The Changing Part-Time Political Culture of Rockaway Twp.

Elected officials always have a tough time defending perks that most other people don’t get. The actual issue at hand often is irrelevant.

For the latest example of this, we turn to Rockaway Township, a mostly Republican enclave in Morris County, where the township is poised to take municipal health benefits away from part-time elected officials.

Two people now receive them, the mayor and a councilman.

Specifically, the ordinance up for passage Tuesday night would limit town health benefits to full-time employees. While elected officials may put in many hours, they’re considered part-timers.

Broadly speaking, this is a no-brainer. Many private companies, of course, do not give health benefits to part-timers. And even on the municipal level, no one suggests that a 20-hour a week recreation aide should get health care on the taxpayers’ tab.
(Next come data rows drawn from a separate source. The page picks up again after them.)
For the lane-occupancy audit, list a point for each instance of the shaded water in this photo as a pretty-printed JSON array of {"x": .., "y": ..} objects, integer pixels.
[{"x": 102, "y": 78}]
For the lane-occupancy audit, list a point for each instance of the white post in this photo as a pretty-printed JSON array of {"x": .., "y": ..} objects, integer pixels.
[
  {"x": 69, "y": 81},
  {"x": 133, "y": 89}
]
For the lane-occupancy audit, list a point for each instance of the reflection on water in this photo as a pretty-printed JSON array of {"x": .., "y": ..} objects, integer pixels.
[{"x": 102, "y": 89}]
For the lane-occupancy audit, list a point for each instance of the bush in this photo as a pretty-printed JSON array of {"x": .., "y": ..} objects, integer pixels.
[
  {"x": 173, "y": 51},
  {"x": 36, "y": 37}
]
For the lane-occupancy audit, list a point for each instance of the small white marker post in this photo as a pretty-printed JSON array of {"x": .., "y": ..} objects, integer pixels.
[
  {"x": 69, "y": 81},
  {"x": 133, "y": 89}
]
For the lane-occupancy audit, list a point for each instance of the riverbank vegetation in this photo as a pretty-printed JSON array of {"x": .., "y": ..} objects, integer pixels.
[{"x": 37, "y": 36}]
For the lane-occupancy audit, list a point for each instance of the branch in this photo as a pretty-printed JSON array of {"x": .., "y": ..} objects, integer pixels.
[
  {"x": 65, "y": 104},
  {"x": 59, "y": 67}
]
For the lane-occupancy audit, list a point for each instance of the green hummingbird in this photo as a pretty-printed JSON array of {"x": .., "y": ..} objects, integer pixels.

Over the years, however, many municipal officials have given themselves these benefits. The issue surfaces periodically, but it’s often tough to get some elected officials to take away one of their own perks.

That’s where the courts come in. Years ago in Mount Olive, it took a resident’s lawsuit to stop part-time officials from getting town health benefits.

Decades ago when health costs were a tad more reasonable than they are now, these benefits may not have been that much of an issue.

But they are today. The cost of health insurance per person in Rockaway Township is estimated at $35,000 a year.

Former Gov. Chris Christie early in his first term signed legislation ending the practice of health benefits for part-time elected officials, but those who had them at the time were grandfathered.

Which brings us back to Rockaway Township. Like many municipalities, government in Rockaway Township over the years at times has been run more like a private club than a public entity with little dissent on the governing body.

That changed last year when voters put a number of new individuals on the nine-member council.

There are now at least five votes to take away health benefits from part-timers, according to Jeremy Jedynak, the council president.

One of those five is Councilman Tucker M. Kelley, who has unsuccessfully sought for years to strip part-timers of health benefits.

Nothing demonstrates how things in the township have changed more than Kelley’s presence on the council. Long an administrative critic – a gadfly if you will – Kelley has fought many battles with council members, some of which ended up in court.

Depending on your point of view, Kelley has been either a dedicated watchdog or an annoying irritant. But now he’s a councilman, to the delight of some and to the dismay of others.

Jedynak asks why should part-time elected officials get a benefit that no other part-timers in town government get.

“How can you ever cut taxes if you are unable to cut your own benefits?” he asks, adding that public service is supposed to be just that – serving the public, not getting lucrative perks.

This, quite frankly, is a tough position to argue with. And that is the problem for the men now getting town health benefits, Mayor Michael Dachisen and Councilman John J. Quinn.

The mayor attributes the move to politics, pure and simple.

“It’s just a political vendetta,” he said. “They’re trying to kill us.”

Dachisen notes that the issue has been brought up for years, most notably by Kelley.

“This guy keeps drumming it up, drumming it up,” the mayor said.

Dachisen argues that the council’s anticipated move would be illegal because of the grandfather provision.

Jedynak counters that the borough of Scotch Plains in Union County passed a similar ordinance and that it withstood legal scrutiny. So, as you can see, litigation is possible if the council majority follows through.

How the courts would rule on this issue can be debated.

But what should not be debated is that part-time elected officials getting municipal health benefits in New Jersey is not the type of thing most residents support.

Which is why the days for this over-the-top perk probably are numbered.